On my lunch I bought my first bottle of Ibuprofen (normally a Tylenol girl)– because people had said my usual remedy is useless for inflammation. I went home and took two 200mg and grabbed a freezer pack and towel from home. Elevated my foot underneath my desk for the remainder of the day. After work I slathered Bengay on both sides of my foot and hoped for the best.

And tonight, I was fine! I walked a lot because I had to pee BAD. I was afraid to run the first mile, but then the urge passed and I was able to pick it up a bit. The humidity was still horrid, but there was a magnificent WIND and the course ran downhill around a curve too, so that was helpful.

But I really felt like a runner today. Instead of getting all in my head and skipping the race to go to quick care, I just took practical steps to treat the pain and showed up determined to at least try. I had to laugh at myself– I’ve become the very stereotype of a runner who seems to live in total denial of an injury, obsessed with racing.

I’ve already missed one race in April, that 10k that I trained two months to run only to be saddled with such a sever cold I couldn’t get out of bed that morning.

I just want to get the money’s worth for my entry fee! Today I felt bad ass. And beyond that, the thought of having to miss races or even just a few days or a week because of injury made me… surprisingly sad. I had no idea what I had done to cause this pain. Even the possibility felt so UNFAIR!

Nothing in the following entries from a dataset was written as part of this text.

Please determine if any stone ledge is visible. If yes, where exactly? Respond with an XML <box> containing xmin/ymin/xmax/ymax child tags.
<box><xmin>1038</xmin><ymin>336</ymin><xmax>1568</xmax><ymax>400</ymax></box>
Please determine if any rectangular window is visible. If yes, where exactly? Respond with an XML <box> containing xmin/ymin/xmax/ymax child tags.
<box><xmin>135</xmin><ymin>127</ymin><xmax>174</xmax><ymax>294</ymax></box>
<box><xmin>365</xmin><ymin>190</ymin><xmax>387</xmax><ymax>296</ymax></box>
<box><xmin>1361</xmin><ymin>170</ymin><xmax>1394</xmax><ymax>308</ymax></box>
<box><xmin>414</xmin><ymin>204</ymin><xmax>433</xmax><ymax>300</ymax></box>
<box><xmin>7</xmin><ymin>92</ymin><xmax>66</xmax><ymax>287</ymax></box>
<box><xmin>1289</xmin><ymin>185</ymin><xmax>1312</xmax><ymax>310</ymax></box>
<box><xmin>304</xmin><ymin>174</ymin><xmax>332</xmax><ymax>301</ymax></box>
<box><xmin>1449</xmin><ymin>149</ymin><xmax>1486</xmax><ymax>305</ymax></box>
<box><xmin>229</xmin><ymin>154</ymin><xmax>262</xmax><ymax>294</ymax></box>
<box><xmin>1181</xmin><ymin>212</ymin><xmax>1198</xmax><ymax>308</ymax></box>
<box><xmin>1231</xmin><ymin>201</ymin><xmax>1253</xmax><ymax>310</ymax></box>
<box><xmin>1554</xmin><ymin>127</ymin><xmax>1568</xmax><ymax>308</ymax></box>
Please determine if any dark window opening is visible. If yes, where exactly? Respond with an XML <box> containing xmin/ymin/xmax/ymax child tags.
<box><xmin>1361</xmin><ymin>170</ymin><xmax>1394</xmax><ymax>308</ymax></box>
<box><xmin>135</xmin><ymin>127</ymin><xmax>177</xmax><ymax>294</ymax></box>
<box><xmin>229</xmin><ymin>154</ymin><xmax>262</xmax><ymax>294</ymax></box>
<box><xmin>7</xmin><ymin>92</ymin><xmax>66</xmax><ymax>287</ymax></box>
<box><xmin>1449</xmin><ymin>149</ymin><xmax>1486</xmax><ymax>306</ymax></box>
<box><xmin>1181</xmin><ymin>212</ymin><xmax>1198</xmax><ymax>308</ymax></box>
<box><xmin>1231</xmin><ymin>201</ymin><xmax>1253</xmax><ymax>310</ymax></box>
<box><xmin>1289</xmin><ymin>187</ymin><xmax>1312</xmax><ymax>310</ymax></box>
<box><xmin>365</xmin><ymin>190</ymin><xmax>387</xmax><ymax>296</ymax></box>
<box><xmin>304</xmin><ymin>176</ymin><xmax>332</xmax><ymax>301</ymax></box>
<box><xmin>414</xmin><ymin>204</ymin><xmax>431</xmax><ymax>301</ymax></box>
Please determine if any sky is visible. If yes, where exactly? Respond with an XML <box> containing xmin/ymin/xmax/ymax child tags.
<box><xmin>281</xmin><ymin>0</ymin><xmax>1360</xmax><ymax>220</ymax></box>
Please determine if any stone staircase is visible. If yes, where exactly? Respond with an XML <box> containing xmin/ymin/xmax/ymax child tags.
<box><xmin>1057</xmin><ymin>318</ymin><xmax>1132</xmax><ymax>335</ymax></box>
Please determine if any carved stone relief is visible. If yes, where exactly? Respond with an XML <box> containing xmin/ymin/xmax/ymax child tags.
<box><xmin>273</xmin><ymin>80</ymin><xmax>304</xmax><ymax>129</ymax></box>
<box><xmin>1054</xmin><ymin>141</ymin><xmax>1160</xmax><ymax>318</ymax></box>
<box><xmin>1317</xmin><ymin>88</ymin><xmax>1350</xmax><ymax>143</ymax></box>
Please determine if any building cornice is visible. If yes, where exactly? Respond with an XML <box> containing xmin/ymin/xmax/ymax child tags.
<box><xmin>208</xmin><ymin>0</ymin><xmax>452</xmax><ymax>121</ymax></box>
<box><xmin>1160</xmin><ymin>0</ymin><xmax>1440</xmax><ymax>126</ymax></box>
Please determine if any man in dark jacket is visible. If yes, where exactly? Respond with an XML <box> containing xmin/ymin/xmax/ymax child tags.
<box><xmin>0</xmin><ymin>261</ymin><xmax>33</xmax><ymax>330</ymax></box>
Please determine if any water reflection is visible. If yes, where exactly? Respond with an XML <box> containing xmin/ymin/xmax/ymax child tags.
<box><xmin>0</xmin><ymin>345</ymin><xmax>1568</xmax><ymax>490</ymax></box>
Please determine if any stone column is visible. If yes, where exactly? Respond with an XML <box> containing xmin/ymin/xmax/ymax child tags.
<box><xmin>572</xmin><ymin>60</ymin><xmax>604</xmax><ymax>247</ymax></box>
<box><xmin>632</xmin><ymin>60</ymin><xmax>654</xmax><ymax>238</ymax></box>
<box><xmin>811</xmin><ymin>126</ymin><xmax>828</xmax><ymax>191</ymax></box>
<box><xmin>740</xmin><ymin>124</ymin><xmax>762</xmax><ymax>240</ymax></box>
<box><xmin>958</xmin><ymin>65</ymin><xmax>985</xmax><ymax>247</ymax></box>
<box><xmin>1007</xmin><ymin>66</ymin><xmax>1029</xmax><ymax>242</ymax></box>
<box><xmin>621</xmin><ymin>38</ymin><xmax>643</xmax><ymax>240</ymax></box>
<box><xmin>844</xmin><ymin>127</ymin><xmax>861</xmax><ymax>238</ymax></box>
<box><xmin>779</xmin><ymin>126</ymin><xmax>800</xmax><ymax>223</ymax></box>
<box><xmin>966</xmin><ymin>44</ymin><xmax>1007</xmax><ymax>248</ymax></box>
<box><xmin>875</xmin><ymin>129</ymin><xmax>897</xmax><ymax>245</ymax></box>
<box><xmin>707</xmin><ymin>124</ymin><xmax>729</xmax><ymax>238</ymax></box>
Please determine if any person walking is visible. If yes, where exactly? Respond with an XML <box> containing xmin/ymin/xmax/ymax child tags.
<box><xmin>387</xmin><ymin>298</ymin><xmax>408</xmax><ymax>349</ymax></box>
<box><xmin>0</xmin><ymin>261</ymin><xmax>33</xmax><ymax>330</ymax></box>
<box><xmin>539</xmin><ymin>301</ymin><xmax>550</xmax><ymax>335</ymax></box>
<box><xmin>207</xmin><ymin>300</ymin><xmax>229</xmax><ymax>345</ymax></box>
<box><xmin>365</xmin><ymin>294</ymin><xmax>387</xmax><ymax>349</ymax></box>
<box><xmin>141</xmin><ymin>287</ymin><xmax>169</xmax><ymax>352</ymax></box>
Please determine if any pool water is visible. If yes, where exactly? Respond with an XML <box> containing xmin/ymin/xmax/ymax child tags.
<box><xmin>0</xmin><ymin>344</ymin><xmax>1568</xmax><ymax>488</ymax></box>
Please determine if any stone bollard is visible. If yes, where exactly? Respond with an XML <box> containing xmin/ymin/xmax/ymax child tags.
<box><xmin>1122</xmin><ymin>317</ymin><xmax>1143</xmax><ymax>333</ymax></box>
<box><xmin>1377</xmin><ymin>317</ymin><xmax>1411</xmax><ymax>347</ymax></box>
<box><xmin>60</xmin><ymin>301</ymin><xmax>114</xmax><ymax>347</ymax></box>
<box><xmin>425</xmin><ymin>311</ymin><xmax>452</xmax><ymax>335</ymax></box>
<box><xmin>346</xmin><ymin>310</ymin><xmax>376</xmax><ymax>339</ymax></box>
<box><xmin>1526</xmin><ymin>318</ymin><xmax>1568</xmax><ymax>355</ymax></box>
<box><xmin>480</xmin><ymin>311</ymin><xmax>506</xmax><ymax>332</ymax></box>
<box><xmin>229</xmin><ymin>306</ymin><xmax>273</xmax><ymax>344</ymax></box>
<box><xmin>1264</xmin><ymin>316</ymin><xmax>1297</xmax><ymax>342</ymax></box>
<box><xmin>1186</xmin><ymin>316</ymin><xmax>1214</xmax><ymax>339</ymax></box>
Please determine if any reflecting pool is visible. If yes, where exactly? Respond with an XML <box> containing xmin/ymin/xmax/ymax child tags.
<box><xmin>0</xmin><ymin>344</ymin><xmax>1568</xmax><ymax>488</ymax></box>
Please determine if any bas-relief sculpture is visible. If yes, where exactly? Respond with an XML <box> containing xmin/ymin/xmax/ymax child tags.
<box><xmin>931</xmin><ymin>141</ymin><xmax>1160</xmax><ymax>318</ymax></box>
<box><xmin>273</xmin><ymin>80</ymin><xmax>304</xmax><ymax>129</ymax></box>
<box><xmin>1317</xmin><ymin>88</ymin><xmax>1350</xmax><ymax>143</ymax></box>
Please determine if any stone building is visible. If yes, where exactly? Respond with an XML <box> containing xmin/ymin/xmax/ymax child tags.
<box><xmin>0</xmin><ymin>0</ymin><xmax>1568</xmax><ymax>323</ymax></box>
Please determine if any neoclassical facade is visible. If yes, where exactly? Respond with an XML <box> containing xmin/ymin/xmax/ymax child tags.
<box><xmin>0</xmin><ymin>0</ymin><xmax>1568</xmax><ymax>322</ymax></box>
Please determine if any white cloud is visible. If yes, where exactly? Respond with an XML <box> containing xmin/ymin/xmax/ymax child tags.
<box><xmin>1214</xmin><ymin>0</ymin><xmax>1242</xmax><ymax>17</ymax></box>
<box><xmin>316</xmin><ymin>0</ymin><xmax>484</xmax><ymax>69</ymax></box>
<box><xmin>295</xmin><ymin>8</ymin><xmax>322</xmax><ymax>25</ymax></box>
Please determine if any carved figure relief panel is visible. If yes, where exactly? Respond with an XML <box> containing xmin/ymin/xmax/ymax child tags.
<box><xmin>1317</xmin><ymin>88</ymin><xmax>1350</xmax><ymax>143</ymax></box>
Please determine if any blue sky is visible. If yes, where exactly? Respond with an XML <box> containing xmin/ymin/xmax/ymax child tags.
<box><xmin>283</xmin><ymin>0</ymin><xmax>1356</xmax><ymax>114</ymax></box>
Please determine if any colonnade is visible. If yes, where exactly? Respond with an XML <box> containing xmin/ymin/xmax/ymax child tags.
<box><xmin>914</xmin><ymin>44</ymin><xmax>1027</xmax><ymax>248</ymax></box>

And along with a several other vendors, there was a physical therapy tent. After the race, I asked a woman to take a look at my right foot. She had me take my shoe and sock off and examined me. She said there was no bruising, nothing seemed broken– I have a healthy foot and the flexing was normal. Relief! She attributed the pain to upping the mileage AND trying a new route simultaneously.

Glad to know I’m back in business! I’ll tape it up to be on the careful side tomorrow, and ice it a few times this weekend. Seemed it’s just pains of adjustment.

Which means I’m making headway as a runner. Which makes me happy.

The biggest gift is proving that I can take care of myself and that my body can heal faster than I anticipated. To not get hung up on “what-ifs” and solving a problem that isn’t even necessarily a definite problem yet.

I’m usually so solution-oriented and sometimes I need to just RELAX.

I get why running is such a mental sport now. It’s all about grounding yourself in your body, whilst also getting OUT of your head.

Prior to racing, we all were lead in some yoga. I was cracking jokes to my co-worker about how UNSUITED for yoga I am. He was laughing along until he just quit the stretching all together, when it was my turn to laugh!

Tonight I allowed my heart to lead, and my feet followed.